Chapter 6. Example: NYC taxi data
This chapter covers
- Introducing, visualizing, and preparing a real-world dataset about NYC taxi trips
- Building a classification model to predict passenger tipping habits
- Optimizing an ML model by tuning model parameters and engineering features
- Building and optimizing a regression model to predict tip amount
- Using models to gain a deeper understanding of data and the behavior it describes
In the previous five chapters, you learned how to go from raw, messy data to building, validating, and optimizing models by tuning parameters and engineering features that capture the domain knowledge of the problem. Although we’ve used a variety of minor examples throughout these chapters to illustrate the points of the individual sections, it’s time for you to use the knowledge you’ve acquired and work through a full, real-world example. This is the first of three chapters (along with chapters 8 and 10) entirely dedicated to a full, real-world example.
In the first section of this chapter, you’ll take a closer look at the data and various useful visualizations that help you gain a better understanding of the possibilities of the data. We explain how the initial data preparation is performed, so the data will be ready for the modeling experiments in the subsequent sections. In the second section, you’ll set up a classification problem and improve the performance of the model by tuning model parameters and engineering new features.
With companies and organizations producing more and more data, a large set of rich and interesting datasets has become available in recent years. In addition, some of these organizations are embracing the concept of open data, enabling the public dissemination and use of the data by any interested party.
Recently, the New York State Freedom of Information Law (FOIL) made available an extremely detailed dataset of New York City taxi trip records from every taxi trip of 2013.[1] This dataset collected various sets of information on each individual taxi trips including the pickup and drop-off location, time and duration of the trip, distance travelled, and fare amount. You’ll see that this data qualifies as real-world data, not only because of the way it has been generated but also in the way that it’s messy: there are missing data, spurious records, unimportant columns, baked-in biases, and so on.
1Initially released in a blog post by Chris Wong: http://chriswhong.com/open-data/foil_nyc_taxi/.
And speaking of data, there’s a lot of it! The full dataset is over 19 GB of CSV data, making it too large for many machine-learning implementations to handle on most systems. For simplicity, in this chapter you’ll work with a smaller subset of the data. In chapters 9 and 10, you’ll investigate methods that are able to scale to sizes like this and even larger, so by the end of the book you’ll know how to analyze all 19 GB of data.
The data is available for download at www.andresmh.com/nyctaxitrips/. The dataset consists of 12 pairs of trip/fare compressed CSV files. Each file contains about 14 million records, and the trip/fare files are matched line by line.
You’ll follow our basic ML workflow: analyzing the data; extracting features; building, evaluating, and optimizing models; and predicting on new data. In the next subsection, you’ll look at the data by using some of the visualization methods from chapter 2.
As you get started with a new problem, the first step is to gain an understanding of what the dataset contains. We recommend that you start by loading the dataset and viewing it in tabular form. For this chapter, we’ve joined the trip/fare lines into a single dataset. Figure 6.1 shows the first six rows of data.
Figure 6.1. The first six rows of the NYC taxi trip and fare record data. Most of the columns are self-explanatory, but we introduce some of them in more detail in the text that follows.

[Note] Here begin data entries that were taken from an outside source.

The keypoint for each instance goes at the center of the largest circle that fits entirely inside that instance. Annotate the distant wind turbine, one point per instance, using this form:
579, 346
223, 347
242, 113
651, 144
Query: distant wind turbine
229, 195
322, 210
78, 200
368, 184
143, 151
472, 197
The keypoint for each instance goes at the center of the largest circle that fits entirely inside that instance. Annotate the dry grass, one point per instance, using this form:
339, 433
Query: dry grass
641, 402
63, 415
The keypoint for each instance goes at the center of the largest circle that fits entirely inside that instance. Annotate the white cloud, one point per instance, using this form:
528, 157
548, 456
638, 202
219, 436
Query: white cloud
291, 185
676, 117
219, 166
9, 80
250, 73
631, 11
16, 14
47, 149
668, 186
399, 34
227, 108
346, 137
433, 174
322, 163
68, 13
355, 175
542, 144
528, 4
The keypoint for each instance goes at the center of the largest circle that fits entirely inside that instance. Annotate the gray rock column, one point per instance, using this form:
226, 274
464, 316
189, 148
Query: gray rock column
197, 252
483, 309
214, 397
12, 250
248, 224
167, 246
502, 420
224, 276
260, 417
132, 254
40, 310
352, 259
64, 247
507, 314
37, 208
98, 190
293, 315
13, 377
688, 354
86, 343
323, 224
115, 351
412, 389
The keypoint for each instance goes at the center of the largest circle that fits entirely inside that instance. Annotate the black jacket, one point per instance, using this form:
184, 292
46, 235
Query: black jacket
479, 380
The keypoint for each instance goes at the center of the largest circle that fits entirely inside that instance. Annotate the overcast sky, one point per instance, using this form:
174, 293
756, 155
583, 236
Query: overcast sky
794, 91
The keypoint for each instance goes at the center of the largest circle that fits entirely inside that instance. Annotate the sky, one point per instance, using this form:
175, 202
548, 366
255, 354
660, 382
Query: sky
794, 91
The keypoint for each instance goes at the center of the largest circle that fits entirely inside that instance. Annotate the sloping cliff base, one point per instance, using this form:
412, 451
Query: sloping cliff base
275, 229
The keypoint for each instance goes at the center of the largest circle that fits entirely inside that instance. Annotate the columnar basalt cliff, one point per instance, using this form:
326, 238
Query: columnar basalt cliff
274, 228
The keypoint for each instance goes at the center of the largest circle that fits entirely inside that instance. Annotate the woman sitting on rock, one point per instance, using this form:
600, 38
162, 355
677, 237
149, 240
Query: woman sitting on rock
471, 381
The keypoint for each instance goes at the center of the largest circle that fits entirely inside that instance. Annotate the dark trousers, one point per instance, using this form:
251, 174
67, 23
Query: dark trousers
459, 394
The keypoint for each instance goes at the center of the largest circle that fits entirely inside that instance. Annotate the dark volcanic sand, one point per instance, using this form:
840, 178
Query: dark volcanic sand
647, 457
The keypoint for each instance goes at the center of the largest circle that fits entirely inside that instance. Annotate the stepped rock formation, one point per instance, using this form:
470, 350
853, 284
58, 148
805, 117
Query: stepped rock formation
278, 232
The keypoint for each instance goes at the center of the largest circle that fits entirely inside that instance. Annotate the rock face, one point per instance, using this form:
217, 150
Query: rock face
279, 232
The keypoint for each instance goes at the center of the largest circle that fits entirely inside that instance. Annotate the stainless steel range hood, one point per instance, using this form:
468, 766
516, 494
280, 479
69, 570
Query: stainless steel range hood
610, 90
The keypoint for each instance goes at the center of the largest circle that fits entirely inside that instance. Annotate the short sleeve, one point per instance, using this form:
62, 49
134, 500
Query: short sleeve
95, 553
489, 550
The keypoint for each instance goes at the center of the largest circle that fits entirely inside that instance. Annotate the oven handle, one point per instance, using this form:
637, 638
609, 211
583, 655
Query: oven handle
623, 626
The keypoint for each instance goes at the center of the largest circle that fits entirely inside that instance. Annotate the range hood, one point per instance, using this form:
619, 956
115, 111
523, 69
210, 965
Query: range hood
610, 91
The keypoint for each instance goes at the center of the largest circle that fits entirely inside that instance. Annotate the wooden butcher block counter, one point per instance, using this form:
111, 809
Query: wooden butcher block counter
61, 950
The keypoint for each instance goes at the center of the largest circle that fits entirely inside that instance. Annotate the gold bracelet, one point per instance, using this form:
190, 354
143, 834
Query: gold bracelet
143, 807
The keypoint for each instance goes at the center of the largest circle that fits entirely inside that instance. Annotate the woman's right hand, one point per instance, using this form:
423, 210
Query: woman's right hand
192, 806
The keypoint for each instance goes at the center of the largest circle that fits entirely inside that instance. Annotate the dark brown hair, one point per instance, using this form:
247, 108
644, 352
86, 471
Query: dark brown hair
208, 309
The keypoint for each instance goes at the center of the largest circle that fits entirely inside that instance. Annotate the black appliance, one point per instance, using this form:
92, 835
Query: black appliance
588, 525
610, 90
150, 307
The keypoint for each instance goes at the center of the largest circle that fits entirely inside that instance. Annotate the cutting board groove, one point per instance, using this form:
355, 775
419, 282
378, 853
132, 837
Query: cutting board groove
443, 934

The medallion and hack_license columns look like simple ID columns that are useful for bookkeeping but less interesting from an ML perspective. From their column names, a few of the columns look like categorical data, like vendor_id, rate_code, store_and_fwd_flag, and payment_type. For individual categorical variables, we recommend visualizing their distributions either in tabular form or as bar plots. Figure 6.2 uses bar plots to show the distribution of values in each of these categorical columns.
Figure 6.2. The distribution of values across some of the categorical-looking columns in our dataset

Next, let’s look at some of the numerical columns in the dataset. It’s interesting to validate, for example, that correlations exist between things like trip duration (trip_time_in_secs), distance, and total cost of a trip. Figure 6.3 shows scatter plots of some of these factors plotted against each other.
Figure 6.3. Scatter plots of taxi trips for the time in seconds versus the trip distance, and the time in seconds versus the trip amount (USD), respectively. A certain amount of correlation exists, as expected, but the scatter is still relatively high. Some less-logical clusters also appear, such as a lot of zero-time trips, even expensive ones, which may indicate corrupted data entries.

Finally, in figure 6.4, you can visualize the pickup locations in the latitude/longitude space, defining a map of NYC taxi trips. The distribution looks reasonable, with most pickup locations occurring in downtown Manhattan, many occurring in the other boroughs, and surprisingly a few happening in the middle of the East River!
Figure 6.4. The latitude/longitude of pickup locations. Note that the x-axis is flipped, compared to a regular map. You can see a huge number of pickups in Manhattan, falling off as you move away from the city center.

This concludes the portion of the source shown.